A question from my h.w.:
Is the topological space $\mathbb{Z}\times\{0,1\}$ (where $\mathbb{Z}$ has the discrete topology and $\{0,1\}$ the trivial one) compact? sequentially compact? or compact at accumulation points?
I'm not sure I understand the construction, but I don't see how this space has any notion of compactness - the open covering $\{z\}\times\{0,1\}_{z\in\mathbb{Z}}$ doesn't have a finite sub covering, same goes for the sequence $\{z\times\{0\}\}_{z\in\mathbb{Z}}$ that doesn't have a limit or an accumulation point. Did I misunderstand something?
Thanks for the help!
Well, you already got the answer but adding my point of view won't do any harm :)
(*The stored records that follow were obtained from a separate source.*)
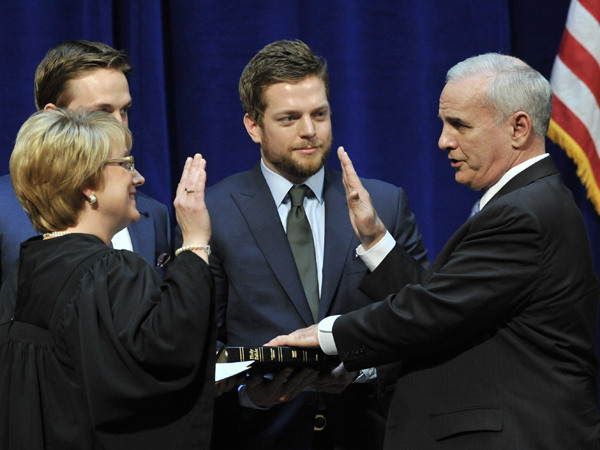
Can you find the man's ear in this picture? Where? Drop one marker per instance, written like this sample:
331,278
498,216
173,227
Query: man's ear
522,128
253,129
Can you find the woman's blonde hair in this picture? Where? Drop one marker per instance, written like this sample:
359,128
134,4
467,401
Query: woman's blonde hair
58,154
Denote $X=\mathbb{Z}\times\{0,1\}$.
The space X is not compact: as you noticed $\{z\}\times \{0,1\}$ does not have a finite subcover.
The space X is not sequentially compact: consider the sequence $(a_n)_{n=1}^\infty$, $a_n=(n,1)$.
No subsequence of $a_n$ converges $x_0\in X$, for if such $(a_{n_j})_{j=1}^\infty$ exists with $lim_{j\to\infty}a_{n_j}=x_0$,
any open neighbourhood of $x_0$ (denoted $U$) has elements of the tail $(a_{n_j})_{j=l}^\infty$ in it, for any $l\in \mathbb{N}$.
In other words: $\forall l\in\mathbb{N},\forall U_{x_0}: U_{x_0}\cap\{a_{n_j}|j>l\}\neq\phi$.
But looking at $U_{x_0}=\{z\}\times\{0,1\}$ (where z is the first coordinate of $x_0$) and $l=z+1$ give the contradiction, hence X is not sequentially compact.
The space X is limit point compact: Let look at a more common definition of limit point compactness: X is said to be limit point compact if every infinite subset of X has a limit point in X, i.e a point x for which every neighbourhood of x contains at least one point of X different from x itself.
Let $S\subset X$ be an infinite set. $i,j\in\{0,1\}$ and $i\neq j$. Let $y=(k,i)\in S$ then any open neighbourhood of $x=(k,j)$ (even the smallest one $\{k\}\times \{0,1\}$) contains $y\in S$.